Die Bundesbeschaffung – Vorgangsweise zur Bedarfserhebung

Auf Grund des hohen Grades der Schulautonomie sind die einzelnen Bundesschulen bei der Erfassung und Deckung ihres Bedarfes eigenverantwortlich tätig. Diese Entscheidungsfreiheit führt dazu, dass es keinen gesamthaften Überblick über die vorgesehenen Beschaffungsvorgänge gibt. 

Ein kleines Beispiel soll das Problem darstellen: 

Wenn von rd. 500 Bundesschulen nur bei jeder zehnten Schule der Ankauf eines neuen Faxgerätes vorgesehen ist, dann ergibt das bereits die stattliche Anzahl von 50 Geräten. Die Universität Wien hat rd. 200 Institute, bei gleichem prozentuellen Bedarf erhöht sich die Zahl der Geräte auf 70 Stück.
Das ist jedenfalls ein Auftragsvolumen, bei dem ein entsprechender Preisnachlass zu erwarten ist. Für jede einzelne Schule und jedes einzelne Institut ist der Fax-Ankauf nur eine Kleinigkeit, über alle Bundesdienststellen betrachtet (Polizeiwachzimmer, Finanzämter, Bezirksgerichte usw.), ergibt sich ein beachtliches Beschaffungs- und auch Einsparungsvolumen.

Ein einheitlicher Gerätepark ermöglicht aber auch eine entsprechende Katalogausschreibung für Verbrauchsmaterial wie etwa Toner-Patronen. Diese können dann direkt vom Lieferanten zu entsprechenden Sonderkonditionen abgerufen werden.

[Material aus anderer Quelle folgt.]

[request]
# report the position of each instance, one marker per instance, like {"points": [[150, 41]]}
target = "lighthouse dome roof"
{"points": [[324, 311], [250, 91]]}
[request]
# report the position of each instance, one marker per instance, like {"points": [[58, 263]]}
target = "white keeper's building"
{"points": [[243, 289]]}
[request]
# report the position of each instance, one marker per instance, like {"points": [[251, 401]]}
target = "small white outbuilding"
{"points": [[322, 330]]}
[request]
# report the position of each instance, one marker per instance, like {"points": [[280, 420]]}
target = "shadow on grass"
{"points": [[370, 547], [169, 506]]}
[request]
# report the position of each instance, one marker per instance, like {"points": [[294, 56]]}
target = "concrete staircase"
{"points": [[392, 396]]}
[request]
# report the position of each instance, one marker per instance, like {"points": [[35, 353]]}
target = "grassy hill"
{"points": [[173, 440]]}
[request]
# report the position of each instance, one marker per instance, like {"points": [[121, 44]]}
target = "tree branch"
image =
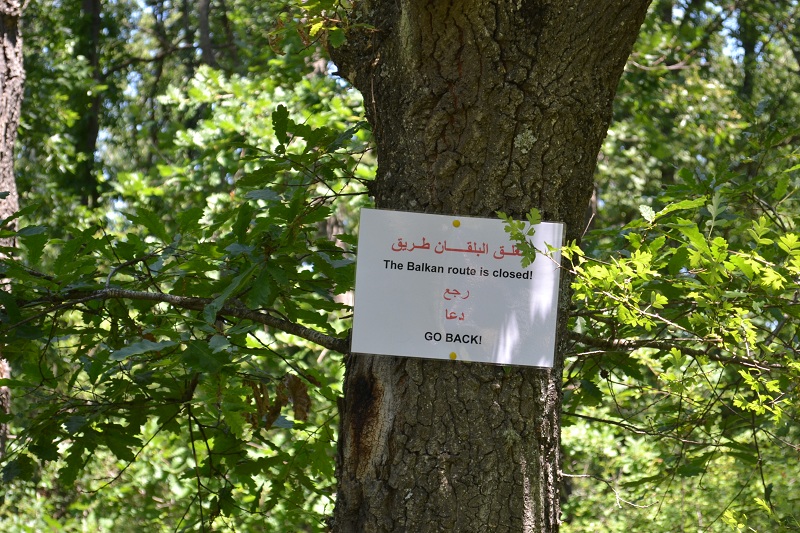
{"points": [[630, 344], [234, 309]]}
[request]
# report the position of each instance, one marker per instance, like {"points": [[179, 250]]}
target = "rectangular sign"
{"points": [[452, 287]]}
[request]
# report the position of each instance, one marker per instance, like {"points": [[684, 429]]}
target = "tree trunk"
{"points": [[12, 79], [476, 106]]}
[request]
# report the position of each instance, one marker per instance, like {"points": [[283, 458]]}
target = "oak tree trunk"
{"points": [[476, 106], [12, 78]]}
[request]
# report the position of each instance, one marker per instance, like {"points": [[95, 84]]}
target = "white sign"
{"points": [[450, 287]]}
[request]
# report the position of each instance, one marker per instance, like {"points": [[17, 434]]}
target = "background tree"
{"points": [[12, 77], [147, 318]]}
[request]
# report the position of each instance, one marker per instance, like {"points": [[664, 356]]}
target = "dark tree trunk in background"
{"points": [[12, 79], [476, 106], [87, 127]]}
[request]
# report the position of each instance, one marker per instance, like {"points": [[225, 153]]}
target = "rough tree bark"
{"points": [[476, 106], [12, 79]]}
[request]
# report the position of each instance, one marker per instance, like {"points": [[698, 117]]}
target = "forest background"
{"points": [[190, 176]]}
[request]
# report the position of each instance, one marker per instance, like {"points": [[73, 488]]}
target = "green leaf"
{"points": [[210, 311], [280, 123], [647, 213], [151, 221]]}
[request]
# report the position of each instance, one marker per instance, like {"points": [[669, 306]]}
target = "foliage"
{"points": [[182, 278]]}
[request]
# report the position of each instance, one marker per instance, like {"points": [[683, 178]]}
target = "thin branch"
{"points": [[628, 344], [235, 310], [611, 486]]}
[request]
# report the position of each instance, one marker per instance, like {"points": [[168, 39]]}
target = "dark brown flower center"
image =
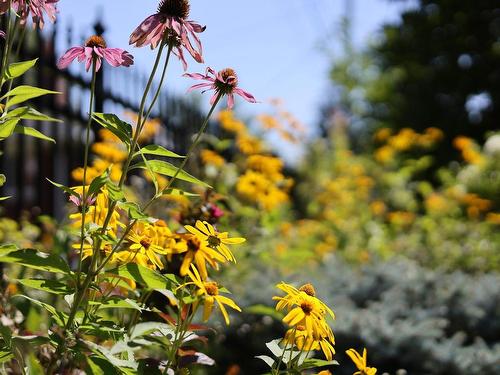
{"points": [[174, 8], [307, 307], [212, 288], [213, 241], [95, 41], [228, 83], [146, 242], [308, 289], [193, 243]]}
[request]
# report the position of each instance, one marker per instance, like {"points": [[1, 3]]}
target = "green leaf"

Wie lässt sich das Problem der Bedarfsbündelung sinnvoll bewältigen?

  • In einer ersten Bedarfserhebung sollten die einzelnen beschaffenden Stellen die für das nächste Jahr vorgesehenen Anschaffungen bekannt geben.
    In diesem Erhebungsstadium sollte etwa die Anzahl der Faxgeräte und die dafür beabsichtigten Aufwändungen bekannt gegeben werden.
     
  • Bei einer Universität könnte die Meldung lauten: 
    Bedarf rd. 35 Faxgeräte mit Normalpapier und auf Basis eines Kopiergerätes (also kein Fax mit Tinten-Patrone).
    Vorgesehenes Budget 10.500,-- Euro 

  • Die konsolidierten Einzelmeldungen werden dann der Bundesbeschaffung GesmbH.(kurz: BBG) übermittelt, die die Bedarfsmeldungen aller Ministerien zusammenfasst. 

  • Danach erstellt die BBG ein Leistungsverzeichnis, allenfalls auch mit einer bestimmten Anzahl von alternativen Leistungsbildern. 

    Type A: Faxgerät Gruppe G3, Normalpapier, Kopierwerk, Kurzwahlverzeichnis, Möglichkeit zum zeitversetzten Senden, Schätzpreis 300,-- Euro inkl. MWSt.

    Type B: Faxgerät Gruppe G3, Normalpapier, Tintenstrahlerdruckwerk, Schätzpreis 150,-- Euro inkl. MWSt. 
  • Dieses Leistungsverzeichnis wird an alle beschaffenden Stellen weitergeleitet. Diese können dann feststellen, ob sie ihre ursprüngliche Bedarfsanmeldung aufrecht erhalten und den definitiven Bedarf angeben.

  • Die BBG schreibt den festgestellten Gesamtbedarf als Mindestliefermenge aus, führt das Vergabeverfahren durch und erteilt den Zuschlag.

  • Nach Zuschlagserteilung erhalten die beschaffenden Stellen die Zuschlagsinformation und können das Gerät beim Auftragnehmer direkt abrufen, die Lieferung erfolgt an die Schule und die Bezahlung des Kaufpreises durch die Schule.

  • Bei Wiederkehrenden Beschaffungsvorgängen verzichtet die BBG auf eine gesonderte Bedarfserhebung und leitet den Gesamtbedarf des Bundes aus den Abrufen der Vergangenheit ab. Durch diese Vorgangsweise kann der Aufwand für die Kunden der BBG reduziert werden.